51-Yr-Old Author Offers ‘Realistic’ Depiction Of Marriage In Book About Hating Her Husband

Marriage can be tough, but most books (or shows, movies, and real-life people) gloss over the really tough stuff.

One author is seeking to shed some light on what she says is the real truth about married life. Heather Havrilesky, 51, wrote a book, Foreverland: On the Divine Tedium of Marriage, about what happens post-marriage vows. In it, she confesses to hating her husband.

She even goes so far as to calling him a "smelly heap of laundry" and a "snoring heap of meat."

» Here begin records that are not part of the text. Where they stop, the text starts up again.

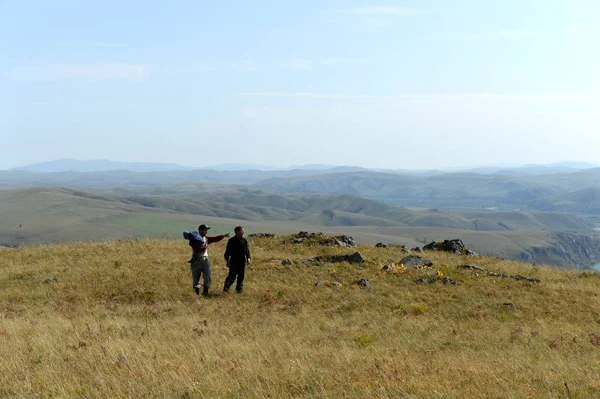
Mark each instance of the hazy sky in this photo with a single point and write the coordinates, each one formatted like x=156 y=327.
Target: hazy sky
x=389 y=84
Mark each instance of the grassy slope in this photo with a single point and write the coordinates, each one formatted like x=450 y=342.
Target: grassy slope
x=118 y=320
x=58 y=215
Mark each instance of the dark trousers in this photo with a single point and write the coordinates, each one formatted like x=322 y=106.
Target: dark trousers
x=236 y=270
x=200 y=267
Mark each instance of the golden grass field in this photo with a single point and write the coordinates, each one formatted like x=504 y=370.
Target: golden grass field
x=119 y=320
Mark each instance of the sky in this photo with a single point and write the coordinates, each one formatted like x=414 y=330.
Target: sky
x=381 y=84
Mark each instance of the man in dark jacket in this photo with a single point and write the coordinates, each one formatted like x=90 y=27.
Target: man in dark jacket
x=199 y=263
x=237 y=256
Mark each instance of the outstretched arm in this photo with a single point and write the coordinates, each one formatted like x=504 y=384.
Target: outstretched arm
x=216 y=238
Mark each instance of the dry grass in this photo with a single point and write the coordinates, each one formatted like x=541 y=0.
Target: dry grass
x=119 y=320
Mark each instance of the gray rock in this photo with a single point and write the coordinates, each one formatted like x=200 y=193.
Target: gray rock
x=472 y=267
x=415 y=261
x=363 y=282
x=449 y=281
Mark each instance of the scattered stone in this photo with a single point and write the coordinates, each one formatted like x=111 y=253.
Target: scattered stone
x=355 y=258
x=425 y=280
x=363 y=282
x=448 y=281
x=352 y=258
x=318 y=239
x=500 y=275
x=455 y=246
x=262 y=235
x=472 y=267
x=415 y=261
x=514 y=276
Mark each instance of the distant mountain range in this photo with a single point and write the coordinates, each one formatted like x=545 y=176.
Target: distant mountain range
x=104 y=165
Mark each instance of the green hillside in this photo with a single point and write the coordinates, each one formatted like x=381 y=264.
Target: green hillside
x=120 y=320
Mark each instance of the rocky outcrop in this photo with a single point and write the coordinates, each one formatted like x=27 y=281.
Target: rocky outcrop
x=455 y=246
x=350 y=258
x=319 y=239
x=415 y=261
x=262 y=235
x=500 y=275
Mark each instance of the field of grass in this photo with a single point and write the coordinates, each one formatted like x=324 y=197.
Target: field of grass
x=118 y=319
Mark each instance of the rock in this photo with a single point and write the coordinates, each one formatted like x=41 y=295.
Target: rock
x=448 y=280
x=472 y=267
x=363 y=282
x=346 y=240
x=430 y=247
x=355 y=258
x=415 y=261
x=318 y=239
x=425 y=280
x=262 y=235
x=515 y=277
x=352 y=258
x=455 y=246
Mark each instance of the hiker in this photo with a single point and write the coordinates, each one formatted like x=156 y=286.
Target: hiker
x=237 y=256
x=199 y=263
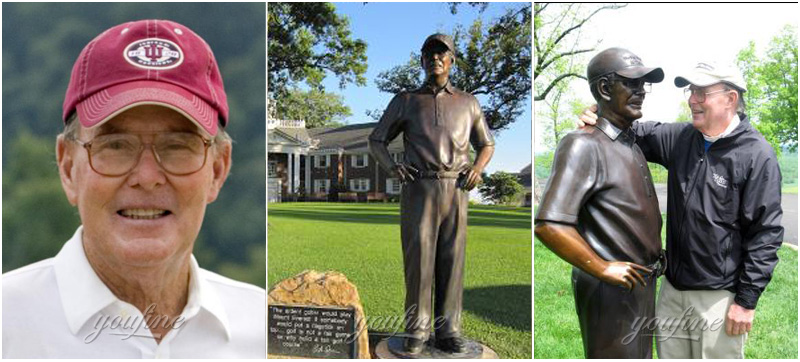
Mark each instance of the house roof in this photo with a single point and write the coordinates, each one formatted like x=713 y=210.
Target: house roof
x=351 y=138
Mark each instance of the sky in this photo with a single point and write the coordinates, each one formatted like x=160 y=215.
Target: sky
x=677 y=36
x=392 y=32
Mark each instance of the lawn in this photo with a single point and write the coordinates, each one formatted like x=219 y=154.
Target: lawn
x=363 y=242
x=557 y=335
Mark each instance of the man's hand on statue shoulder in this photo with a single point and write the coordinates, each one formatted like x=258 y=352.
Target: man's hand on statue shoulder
x=405 y=173
x=739 y=320
x=588 y=117
x=624 y=274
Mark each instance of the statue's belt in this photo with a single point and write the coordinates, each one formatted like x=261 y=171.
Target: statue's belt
x=659 y=266
x=439 y=174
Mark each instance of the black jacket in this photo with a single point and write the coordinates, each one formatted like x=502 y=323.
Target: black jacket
x=723 y=207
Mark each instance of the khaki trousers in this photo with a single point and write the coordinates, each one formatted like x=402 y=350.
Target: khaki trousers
x=694 y=324
x=433 y=218
x=612 y=318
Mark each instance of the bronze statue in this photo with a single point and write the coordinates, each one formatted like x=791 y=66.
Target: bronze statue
x=599 y=212
x=438 y=123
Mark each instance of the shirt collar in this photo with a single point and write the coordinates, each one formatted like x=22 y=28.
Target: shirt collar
x=625 y=136
x=731 y=127
x=447 y=87
x=83 y=294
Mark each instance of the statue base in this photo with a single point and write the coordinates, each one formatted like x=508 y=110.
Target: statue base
x=392 y=348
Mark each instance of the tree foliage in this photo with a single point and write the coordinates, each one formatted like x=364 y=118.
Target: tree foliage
x=491 y=60
x=306 y=40
x=557 y=40
x=501 y=188
x=771 y=95
x=317 y=108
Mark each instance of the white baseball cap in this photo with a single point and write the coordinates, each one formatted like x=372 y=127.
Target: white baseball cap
x=707 y=73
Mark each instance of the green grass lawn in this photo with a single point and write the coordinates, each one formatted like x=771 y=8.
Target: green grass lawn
x=363 y=242
x=557 y=334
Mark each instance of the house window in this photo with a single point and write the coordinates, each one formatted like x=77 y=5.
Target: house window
x=359 y=161
x=322 y=186
x=359 y=185
x=273 y=169
x=393 y=186
x=397 y=157
x=322 y=161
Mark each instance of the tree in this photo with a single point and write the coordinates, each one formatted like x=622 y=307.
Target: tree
x=316 y=107
x=501 y=187
x=492 y=60
x=771 y=95
x=308 y=39
x=556 y=38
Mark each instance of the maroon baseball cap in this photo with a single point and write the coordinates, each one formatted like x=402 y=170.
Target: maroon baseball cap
x=147 y=62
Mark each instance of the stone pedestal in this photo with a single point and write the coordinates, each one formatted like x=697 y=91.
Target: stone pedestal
x=392 y=348
x=328 y=289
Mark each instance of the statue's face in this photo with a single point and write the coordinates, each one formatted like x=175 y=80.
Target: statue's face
x=436 y=60
x=627 y=97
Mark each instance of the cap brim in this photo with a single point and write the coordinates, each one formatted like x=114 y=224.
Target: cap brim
x=652 y=75
x=432 y=41
x=108 y=103
x=697 y=79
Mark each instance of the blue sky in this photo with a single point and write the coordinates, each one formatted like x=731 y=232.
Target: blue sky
x=392 y=32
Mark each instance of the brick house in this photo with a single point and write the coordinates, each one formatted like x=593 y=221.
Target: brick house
x=328 y=163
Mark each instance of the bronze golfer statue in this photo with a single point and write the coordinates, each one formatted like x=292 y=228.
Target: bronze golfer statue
x=599 y=212
x=438 y=123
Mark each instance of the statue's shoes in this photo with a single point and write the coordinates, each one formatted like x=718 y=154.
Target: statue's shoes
x=451 y=345
x=413 y=345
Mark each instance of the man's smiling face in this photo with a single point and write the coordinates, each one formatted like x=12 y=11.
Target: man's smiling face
x=148 y=216
x=436 y=60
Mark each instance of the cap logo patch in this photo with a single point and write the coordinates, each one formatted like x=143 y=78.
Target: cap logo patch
x=154 y=53
x=632 y=60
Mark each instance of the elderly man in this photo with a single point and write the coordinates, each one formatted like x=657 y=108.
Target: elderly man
x=142 y=154
x=438 y=123
x=724 y=216
x=599 y=212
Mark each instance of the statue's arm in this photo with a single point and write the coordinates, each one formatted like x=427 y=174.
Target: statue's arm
x=388 y=128
x=568 y=244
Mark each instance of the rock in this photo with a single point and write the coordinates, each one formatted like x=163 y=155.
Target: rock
x=326 y=289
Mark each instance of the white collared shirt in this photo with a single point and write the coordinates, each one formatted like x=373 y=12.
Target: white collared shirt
x=59 y=308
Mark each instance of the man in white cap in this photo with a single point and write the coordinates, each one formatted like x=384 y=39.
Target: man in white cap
x=142 y=154
x=724 y=216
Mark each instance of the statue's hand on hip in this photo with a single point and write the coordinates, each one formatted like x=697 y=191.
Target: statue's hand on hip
x=624 y=274
x=470 y=178
x=405 y=173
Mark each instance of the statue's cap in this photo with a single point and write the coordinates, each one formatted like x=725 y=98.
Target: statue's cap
x=621 y=62
x=445 y=39
x=707 y=73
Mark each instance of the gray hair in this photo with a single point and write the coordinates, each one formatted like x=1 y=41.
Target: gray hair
x=72 y=129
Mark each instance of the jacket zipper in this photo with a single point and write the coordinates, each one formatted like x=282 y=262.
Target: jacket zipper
x=685 y=202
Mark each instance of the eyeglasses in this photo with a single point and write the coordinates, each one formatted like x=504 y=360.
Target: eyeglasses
x=699 y=95
x=116 y=154
x=633 y=84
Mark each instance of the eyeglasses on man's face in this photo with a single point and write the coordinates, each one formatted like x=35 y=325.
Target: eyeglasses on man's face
x=700 y=93
x=116 y=154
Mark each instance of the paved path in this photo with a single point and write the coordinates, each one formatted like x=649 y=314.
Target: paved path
x=788 y=201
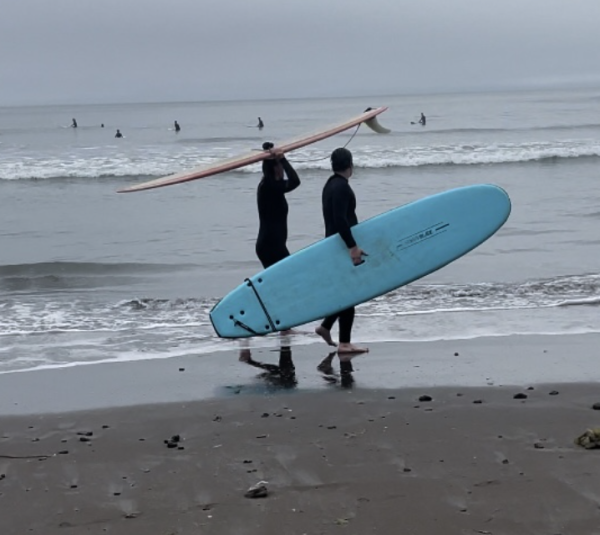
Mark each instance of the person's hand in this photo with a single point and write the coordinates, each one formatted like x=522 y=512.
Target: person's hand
x=356 y=254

Heather's book is, of course, coming under a lot of scrutiny. But she's not too worried about it. She believes that far too often people don't tell the truth about how hard it really is to stay married to the same person year after year, decade after decade.

A lot of people might think Heather's words are a bit harsh. She says, per The Times, that even in the happiest of marriages “you’ll still wake up every morning wondering why you signed on to drag this wretched, snoring heap of meat with you everywhere you go until the day you die.” She also claims that anyone who decides to embark on the journey of marriage is definitely “a true masochist.”

Is it brutal? Totally. And many people won't like what Heather has to say, but her words are surely going to strike the right note with a lot of people, too. It's definitely not easy to spend every day with the same person, or go through really difficult challenges or life changes with them. The lifelong companionship that we're made to believe is pretty wonderful if you find the right person can also include frustration, anger, and resentment.

"I kept picking up books about marriage and then throwing them across the room," Heather said about her inspiration to tell her own story. "They just felt so false. It’s not immoral to tell your story the way you want to tell it, but it feels merciless to the culture at large to offer these carefully curated glimpses of people’s lives, which you see so often on Instagram and Twitter, where everything is serene and lovely and calm and loving. It seems as if what makes you feel empowered in this f*&^ed-up world is creating an illusion for others."

She makes one really important point that is hard to deny about the way that marriage is typically portrayed. "We pretend marriage is a binary system, either you’re happy or unhappy," she said. "I wanted to own up to the full range of emotions a marriage creates."

Heather's words may not be for everyone, but her perspective is really important. That's especially true because she also writes that she is a believer in marriage. Perhaps that means that feeling a range of emotions, even awful ones, doesn't necessarily mean a marriage is destined to fail.

Of course, people are going to come to bat for her poor husband. But Heather says he's just fine with her writing honestly about their marriage: “He’s very nice, but he really doesn’t care about what others think about him."